When passing a cross-walk, a colourful bow is not what one expects to see there. So Jordan Stabile was very surprised when discovering the colourful bow on the tarmac in Somerville, Massachusetts, USA.
The answer to this problem is a rainbow, but with the difference that in this case the light is not reflected by drops of water, but by transparent spherical glass pellets. These have a diameter of about 0,25 millimetres and are used for sandblasting especially at cross-walks. As glass refracts light in a bigger angle than water does, the bow is smaller than a normal rainbow, with a diameter of only 20°.
A glass bead bow can easily be reproduced by placing a lamp over a sheet of black paper, on which glass beads (available for example in building supplies stores) have been spread before. Then a colourful bow (photo) appears on the paper. As the distance to our two eyes is very small in this case, the bow can also seem to float tridimensionally over the paper.
When rain is falling with the setting sun behind it, there sometimes appears a golden or deep red glow in shape of a semicircle around the sun. Literature calls this glow “Zero Order Glow”. The name means that this glow is a zero order rainbow. This is because the light is not reflected within the raindrops once or twice, as it is the case in primary and secondary rainbows. In the case of a zero order glow, the light passes through the raindrops without being reflected, leaving them only a bit deviated. So there is no bow-shaped concentration of light, and the zero order glow appears in form of a diffuse shining area around the sun.
In normal cases, the phenomenon is visible only above the horizon. But when this photographs (2 –3) was taken, a fine drizzle fell into the valley from a very low layer of clouds, causing also a glow beneath the horizon. Due to the low sun elevation and the long way the sunlight had to travel through the atmosphere, together with the additional light diffraction on the small drizzle particles, there is only the red light visible.

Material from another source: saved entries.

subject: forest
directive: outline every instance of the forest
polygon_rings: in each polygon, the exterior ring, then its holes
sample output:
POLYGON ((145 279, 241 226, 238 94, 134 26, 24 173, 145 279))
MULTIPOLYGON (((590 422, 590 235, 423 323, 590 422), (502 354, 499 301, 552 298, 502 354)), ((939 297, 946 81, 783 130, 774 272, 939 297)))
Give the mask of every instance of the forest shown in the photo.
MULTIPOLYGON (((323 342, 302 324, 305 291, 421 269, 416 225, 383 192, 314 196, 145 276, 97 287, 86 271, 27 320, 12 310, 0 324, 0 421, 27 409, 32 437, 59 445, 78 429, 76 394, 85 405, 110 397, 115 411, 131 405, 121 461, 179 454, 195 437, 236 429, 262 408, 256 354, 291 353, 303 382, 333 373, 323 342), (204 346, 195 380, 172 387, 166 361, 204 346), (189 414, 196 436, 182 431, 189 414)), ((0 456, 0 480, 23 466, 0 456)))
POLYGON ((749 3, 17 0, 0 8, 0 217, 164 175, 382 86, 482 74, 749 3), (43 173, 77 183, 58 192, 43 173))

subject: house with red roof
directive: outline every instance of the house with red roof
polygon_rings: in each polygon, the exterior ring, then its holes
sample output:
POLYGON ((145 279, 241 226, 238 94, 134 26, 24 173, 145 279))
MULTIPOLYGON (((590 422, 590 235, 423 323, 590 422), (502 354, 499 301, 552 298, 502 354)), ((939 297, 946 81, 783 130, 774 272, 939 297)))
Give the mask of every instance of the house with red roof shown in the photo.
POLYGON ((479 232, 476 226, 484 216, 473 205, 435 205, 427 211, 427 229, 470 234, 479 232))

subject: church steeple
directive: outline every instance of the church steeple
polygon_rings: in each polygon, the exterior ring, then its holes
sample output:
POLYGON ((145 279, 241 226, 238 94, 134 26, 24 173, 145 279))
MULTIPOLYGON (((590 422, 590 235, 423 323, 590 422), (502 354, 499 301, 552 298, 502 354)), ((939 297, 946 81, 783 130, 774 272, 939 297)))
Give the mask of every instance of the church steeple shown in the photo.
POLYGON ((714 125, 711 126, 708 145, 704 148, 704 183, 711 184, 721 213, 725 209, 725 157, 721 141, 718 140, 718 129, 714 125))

Author: Claudia Hinz, Wendelstein (1835m), Germany
This picture actually shows just a few air bubbles frozen in a sheet of ice. But when watching it from a certain angle against the antisolar point, I discovered these strange colours. These can be expressed as a kind of “inverted rainbow”, as the circumstances under which it formed are exactly reversed to those of a normal rainbow. In a rainbow, the spherical object consists of water, but in this “bubble bow” the spherical object consists of air.
But there is a crucial difference: The ordinary main rainbow is based upon a double refraction of light and one inner reflection. But in case of this “bubble bow” the light is refracted four times: When it enters the ice, it gets refracted for the first time. The second time is when it enters the bubble. Then it is reflected once (or several times?) inside the bubble before it gets refracted a third time when leaving the bubble and entering the ice again. Finally, it gets refracted a fourth time when it leaves the ice. The “bubble bow” formed by this procedure has the same sequence of colours as a normal rainbow. But I do not know if it can ever be seen as a whole.
Photograph taken in Barsinghausen-Egestorf (Germany) on March 5, 2010, with a Canon EOS 1000d camera. More pictures are here.
Author: Reinhard Nitze, Barsinghausen, Germany
These primary and secondary refraction effects from droplets of resin onspruce tree cones produce very intense colours, at 20 degrees and 90degrees from the Sun direction. The photos were taken out of focus and twostops under normal exposure to avoid colour saturation. In the secondary bow, there is some evidence of “supernumary” colours beyond the violet endof the spectrum, as evidenced by pink colour of the reflections.
Author: Alan Clark
On August 31st at 01:00 I took some long-time exposures of the Westerhever Lighthouse in Nordfriesland (Germany). It was raining a bit but this didn”t matter because I wanted to display the rays of the lighthouse. Home again I reviewed the photos and was a bit surprised about a kind of arc, originating at a point in height of the lantern room and sloping downwards until it ends +/- horizontal (see pictures 1 2 3). I thought it could be a type of refraction phenomena but I couldn”t explain to me what is was exactly. So I placed the pictures in the Meteoros-forum. Mark Vornhusen and Christian Fenn told me, that this arc is a type of rainbow called “reverse lamp-rainbow” and that these photos are probably the first displaying this phenomena. Both a 42 degree arc as well as a 51 degree arc are to be seen at the pictures.
The rainbows originates from the horizontal Lighthouse-born lightplain cutting the hull of the “Minnaert-cigar”, an apple like shaped figure that describes all those points in which light coming from a source of light is reflectet in an angle of 42° respectively 51° to an Observer. In case of an usual source of light at every point of the Minneart-cigar a rainbow is being generated. But because of overlaying of these rainbows the colour-addition leads to a white light and no rainbow can be seen. However the thin light-layer of the lighthouse-beam only allows forming of rainbows at a small window of the minnaert-cigar and the rainbow becomes visible.